Financial Statements Presented
The unaudited condensed financial statements and supplemental information contained herein present the condensed financial information of Dana and its Debtor and non-Debtor subsidiaries with DCC accounted for on an equity basis. Accordingly, inter-company transactions with DCC have not been eliminated in these financial statements and are presented as intercompany loans and payables. This presentation of condensed Dana financial statements with DCC on an equity basis, while consistent in format with the financial information required to be provided to the lenders under the DIP Credit Agreement and acceptable to the U.S. Trustee, does not conform to GAAP, which requires that DCC and its subsidiaries be consolidated along with Dana’s other majority-owned subsidiaries.
For consolidated financial statements for Dana and its consolidated subsidiaries prepared in conformity with GAAP and the notes thereto, see Dana’s Annual Report on Form 10-K for the year ended December 31, 2006 which has been filed with the U.S. Securities and Exchange Commission and is accessible at http://www.dana.com at the “Investors” link.
The condensed statements of income (loss) and cash flows presented herein are for the month and the two months ended February 28, 2007. “Schedule 1. Cash Disbursements by Debtors” contains further information regarding cash disbursements made by each of the Debtors during the post-petition period of February 1, 2007 to February 28, 2007.
The condensed financial statements presented herein with DCC accounted for on an equity basis have been derived from Dana’s internal books and records. They include normal recurring adjustments and adjustments that are consistent with those made for financial statements prepared in accordance with GAAP. Certain information and footnote disclosures normally included in financial statements prepared in accordance with GAAP have been condensed or omitted.

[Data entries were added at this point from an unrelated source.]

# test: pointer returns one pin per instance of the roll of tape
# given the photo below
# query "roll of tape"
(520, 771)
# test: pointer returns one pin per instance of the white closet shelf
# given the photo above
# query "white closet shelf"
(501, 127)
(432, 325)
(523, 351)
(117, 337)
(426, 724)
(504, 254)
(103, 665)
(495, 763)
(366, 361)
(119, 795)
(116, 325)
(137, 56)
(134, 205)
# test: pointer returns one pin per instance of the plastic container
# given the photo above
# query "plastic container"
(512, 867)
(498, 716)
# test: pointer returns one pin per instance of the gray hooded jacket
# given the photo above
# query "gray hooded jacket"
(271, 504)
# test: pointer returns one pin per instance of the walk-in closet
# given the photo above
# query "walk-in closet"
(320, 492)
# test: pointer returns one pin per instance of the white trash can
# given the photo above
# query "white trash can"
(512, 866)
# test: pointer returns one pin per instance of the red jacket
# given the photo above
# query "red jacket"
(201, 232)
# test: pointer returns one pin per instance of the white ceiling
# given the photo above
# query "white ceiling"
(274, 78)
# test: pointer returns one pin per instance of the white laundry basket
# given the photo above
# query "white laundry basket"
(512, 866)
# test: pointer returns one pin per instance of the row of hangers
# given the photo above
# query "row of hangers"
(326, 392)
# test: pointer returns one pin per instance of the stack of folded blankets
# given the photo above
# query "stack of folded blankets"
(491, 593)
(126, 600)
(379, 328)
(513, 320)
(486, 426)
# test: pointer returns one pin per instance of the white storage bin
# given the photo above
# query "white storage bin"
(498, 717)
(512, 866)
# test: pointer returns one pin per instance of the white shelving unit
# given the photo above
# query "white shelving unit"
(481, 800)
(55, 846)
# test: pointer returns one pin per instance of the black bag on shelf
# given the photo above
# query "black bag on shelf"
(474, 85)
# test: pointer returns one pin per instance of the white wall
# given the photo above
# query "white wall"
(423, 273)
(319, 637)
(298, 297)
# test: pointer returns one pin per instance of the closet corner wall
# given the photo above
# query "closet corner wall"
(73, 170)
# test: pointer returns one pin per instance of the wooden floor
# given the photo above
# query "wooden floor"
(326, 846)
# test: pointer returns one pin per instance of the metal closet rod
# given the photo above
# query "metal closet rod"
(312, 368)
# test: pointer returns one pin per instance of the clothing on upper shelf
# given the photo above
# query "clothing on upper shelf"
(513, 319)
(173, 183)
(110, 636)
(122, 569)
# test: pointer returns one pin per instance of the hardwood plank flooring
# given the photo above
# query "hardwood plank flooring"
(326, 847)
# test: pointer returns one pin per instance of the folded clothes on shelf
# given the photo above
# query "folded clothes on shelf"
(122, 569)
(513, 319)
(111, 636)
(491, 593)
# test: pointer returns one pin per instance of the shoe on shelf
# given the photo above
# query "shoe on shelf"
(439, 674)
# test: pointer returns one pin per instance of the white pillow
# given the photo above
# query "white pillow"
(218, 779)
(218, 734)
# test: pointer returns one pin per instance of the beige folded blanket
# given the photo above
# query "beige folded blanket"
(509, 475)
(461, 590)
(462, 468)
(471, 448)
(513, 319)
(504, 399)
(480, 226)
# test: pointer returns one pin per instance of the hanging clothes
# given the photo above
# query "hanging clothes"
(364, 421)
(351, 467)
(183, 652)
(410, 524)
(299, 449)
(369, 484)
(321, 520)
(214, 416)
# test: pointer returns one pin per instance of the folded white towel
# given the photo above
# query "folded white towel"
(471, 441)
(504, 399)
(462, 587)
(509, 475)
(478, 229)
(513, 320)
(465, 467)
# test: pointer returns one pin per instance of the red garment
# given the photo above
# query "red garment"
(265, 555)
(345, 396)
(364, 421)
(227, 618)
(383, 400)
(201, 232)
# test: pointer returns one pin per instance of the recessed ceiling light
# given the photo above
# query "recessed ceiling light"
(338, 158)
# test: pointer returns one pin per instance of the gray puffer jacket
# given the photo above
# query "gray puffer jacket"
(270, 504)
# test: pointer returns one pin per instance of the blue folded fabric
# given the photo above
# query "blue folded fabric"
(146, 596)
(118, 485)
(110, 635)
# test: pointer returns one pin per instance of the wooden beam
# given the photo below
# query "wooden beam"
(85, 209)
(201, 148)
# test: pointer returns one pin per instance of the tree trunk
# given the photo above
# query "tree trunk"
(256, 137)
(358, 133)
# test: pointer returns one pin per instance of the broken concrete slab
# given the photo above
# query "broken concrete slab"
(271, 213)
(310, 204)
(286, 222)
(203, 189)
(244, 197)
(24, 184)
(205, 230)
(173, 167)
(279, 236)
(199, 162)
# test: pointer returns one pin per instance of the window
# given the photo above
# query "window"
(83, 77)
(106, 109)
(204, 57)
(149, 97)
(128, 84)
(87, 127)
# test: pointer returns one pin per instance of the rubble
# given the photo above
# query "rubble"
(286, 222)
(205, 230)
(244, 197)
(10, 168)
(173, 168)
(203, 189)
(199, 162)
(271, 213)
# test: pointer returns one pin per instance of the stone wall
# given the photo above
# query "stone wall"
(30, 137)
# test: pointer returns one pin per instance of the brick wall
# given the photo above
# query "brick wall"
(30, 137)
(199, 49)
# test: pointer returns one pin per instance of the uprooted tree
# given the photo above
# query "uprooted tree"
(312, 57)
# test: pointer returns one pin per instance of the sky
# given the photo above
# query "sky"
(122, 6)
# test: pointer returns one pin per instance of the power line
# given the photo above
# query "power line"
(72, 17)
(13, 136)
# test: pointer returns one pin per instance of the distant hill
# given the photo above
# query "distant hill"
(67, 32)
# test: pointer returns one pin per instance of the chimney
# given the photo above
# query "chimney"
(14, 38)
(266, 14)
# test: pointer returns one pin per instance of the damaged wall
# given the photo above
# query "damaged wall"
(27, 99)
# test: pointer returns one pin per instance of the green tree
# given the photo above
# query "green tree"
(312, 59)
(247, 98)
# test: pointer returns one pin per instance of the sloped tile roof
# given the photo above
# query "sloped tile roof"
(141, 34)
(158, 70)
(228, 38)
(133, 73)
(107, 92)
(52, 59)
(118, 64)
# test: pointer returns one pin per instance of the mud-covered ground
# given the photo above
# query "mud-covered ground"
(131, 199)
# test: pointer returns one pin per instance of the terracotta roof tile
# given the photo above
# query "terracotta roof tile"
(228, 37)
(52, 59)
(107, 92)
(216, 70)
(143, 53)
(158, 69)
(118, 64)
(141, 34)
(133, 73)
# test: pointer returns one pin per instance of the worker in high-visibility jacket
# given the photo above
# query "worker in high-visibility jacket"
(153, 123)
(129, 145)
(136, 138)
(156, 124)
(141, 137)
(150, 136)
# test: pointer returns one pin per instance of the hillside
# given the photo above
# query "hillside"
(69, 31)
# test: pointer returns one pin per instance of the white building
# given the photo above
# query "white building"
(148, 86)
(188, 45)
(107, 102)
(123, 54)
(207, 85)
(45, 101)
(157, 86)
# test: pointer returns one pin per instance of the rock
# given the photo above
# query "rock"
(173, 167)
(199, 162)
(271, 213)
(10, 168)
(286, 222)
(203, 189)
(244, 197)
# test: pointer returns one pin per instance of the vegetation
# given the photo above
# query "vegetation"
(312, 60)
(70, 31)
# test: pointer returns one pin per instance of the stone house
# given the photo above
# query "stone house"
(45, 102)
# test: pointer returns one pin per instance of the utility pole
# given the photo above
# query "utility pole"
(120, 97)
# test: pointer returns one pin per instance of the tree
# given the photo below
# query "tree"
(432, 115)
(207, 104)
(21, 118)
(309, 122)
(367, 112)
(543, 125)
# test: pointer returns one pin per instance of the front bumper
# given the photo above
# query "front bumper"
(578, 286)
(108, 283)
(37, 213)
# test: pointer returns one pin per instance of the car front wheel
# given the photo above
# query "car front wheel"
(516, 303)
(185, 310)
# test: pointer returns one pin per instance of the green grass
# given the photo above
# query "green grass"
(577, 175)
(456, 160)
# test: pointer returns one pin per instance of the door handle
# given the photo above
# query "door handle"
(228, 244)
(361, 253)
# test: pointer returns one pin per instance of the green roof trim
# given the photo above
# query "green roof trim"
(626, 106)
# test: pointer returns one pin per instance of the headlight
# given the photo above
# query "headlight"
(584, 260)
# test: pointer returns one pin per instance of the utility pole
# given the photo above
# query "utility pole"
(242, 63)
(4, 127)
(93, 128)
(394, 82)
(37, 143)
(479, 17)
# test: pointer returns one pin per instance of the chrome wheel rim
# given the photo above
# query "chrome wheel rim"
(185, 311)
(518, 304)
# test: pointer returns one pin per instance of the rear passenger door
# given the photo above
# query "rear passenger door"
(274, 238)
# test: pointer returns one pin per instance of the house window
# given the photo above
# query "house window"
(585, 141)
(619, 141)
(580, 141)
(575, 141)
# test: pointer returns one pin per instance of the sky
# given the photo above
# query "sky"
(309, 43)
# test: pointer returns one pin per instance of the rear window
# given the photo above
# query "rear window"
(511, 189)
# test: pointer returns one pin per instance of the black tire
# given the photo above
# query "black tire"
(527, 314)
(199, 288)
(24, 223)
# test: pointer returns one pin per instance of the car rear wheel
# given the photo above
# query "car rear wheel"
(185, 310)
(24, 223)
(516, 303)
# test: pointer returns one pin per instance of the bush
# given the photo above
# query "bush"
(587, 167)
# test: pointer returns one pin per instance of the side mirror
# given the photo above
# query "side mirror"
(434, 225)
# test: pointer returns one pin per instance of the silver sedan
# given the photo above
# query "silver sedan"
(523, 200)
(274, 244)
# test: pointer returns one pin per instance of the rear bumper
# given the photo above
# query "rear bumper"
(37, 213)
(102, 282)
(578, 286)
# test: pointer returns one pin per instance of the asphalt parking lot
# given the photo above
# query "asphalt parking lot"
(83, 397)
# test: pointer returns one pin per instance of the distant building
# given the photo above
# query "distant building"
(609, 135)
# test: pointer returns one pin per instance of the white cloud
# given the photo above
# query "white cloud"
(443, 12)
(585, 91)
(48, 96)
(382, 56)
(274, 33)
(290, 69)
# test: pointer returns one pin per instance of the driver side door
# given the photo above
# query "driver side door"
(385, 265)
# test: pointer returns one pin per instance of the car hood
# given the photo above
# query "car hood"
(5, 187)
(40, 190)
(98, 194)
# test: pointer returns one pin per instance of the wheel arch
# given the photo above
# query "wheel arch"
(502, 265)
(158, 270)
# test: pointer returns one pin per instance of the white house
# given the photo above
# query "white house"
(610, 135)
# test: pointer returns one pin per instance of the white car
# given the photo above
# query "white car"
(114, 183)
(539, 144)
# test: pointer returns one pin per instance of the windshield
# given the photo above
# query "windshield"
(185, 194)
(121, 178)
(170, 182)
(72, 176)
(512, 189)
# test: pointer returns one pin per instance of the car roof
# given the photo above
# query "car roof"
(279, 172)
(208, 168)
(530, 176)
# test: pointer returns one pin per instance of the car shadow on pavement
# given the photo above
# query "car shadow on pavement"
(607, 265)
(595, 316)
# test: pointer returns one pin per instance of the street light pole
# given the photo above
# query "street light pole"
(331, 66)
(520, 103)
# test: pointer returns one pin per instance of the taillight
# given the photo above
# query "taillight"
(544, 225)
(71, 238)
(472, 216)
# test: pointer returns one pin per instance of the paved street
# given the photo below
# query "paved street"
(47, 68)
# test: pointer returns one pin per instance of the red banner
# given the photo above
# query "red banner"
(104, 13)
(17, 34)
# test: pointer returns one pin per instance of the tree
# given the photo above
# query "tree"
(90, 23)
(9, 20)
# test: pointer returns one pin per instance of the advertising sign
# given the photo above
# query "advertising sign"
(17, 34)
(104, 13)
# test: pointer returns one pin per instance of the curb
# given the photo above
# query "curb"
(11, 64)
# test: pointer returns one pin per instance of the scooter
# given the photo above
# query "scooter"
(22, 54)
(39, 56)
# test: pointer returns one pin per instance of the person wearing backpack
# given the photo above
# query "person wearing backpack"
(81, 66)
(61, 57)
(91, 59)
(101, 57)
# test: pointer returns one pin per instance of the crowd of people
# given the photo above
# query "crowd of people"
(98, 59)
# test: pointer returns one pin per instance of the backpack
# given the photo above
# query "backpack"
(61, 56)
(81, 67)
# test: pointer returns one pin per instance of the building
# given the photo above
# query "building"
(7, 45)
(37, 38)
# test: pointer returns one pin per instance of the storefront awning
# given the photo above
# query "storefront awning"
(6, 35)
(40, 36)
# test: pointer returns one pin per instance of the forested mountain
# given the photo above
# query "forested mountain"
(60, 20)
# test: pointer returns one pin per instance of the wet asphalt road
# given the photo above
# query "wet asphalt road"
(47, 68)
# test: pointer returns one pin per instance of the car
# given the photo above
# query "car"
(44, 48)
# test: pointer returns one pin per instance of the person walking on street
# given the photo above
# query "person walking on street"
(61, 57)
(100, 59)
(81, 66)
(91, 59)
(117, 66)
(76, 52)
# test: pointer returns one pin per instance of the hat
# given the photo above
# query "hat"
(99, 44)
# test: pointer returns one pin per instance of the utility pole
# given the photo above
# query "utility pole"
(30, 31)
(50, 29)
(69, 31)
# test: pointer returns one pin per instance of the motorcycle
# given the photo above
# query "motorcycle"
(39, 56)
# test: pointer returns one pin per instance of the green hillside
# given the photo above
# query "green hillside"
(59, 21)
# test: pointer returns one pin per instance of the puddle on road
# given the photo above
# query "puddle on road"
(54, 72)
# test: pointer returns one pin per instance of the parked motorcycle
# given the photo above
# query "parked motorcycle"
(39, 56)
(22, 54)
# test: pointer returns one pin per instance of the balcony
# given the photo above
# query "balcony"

Information presented herein has not been subjected to the same level of accounting review and testing that Dana applies in the preparation of its quarterly and annual financial information in accordance with GAAP. Accordingly, the financial information herein is subject to change and any such change could be material. The results of operations in this report are not necessarily indicative of results which may be expected for any other period or the full year and may not be representative of Dana’s consolidated results of operations, financial position and cash flows in the future.
Case Number: 06-10354 (BRL) (Jointly Administered)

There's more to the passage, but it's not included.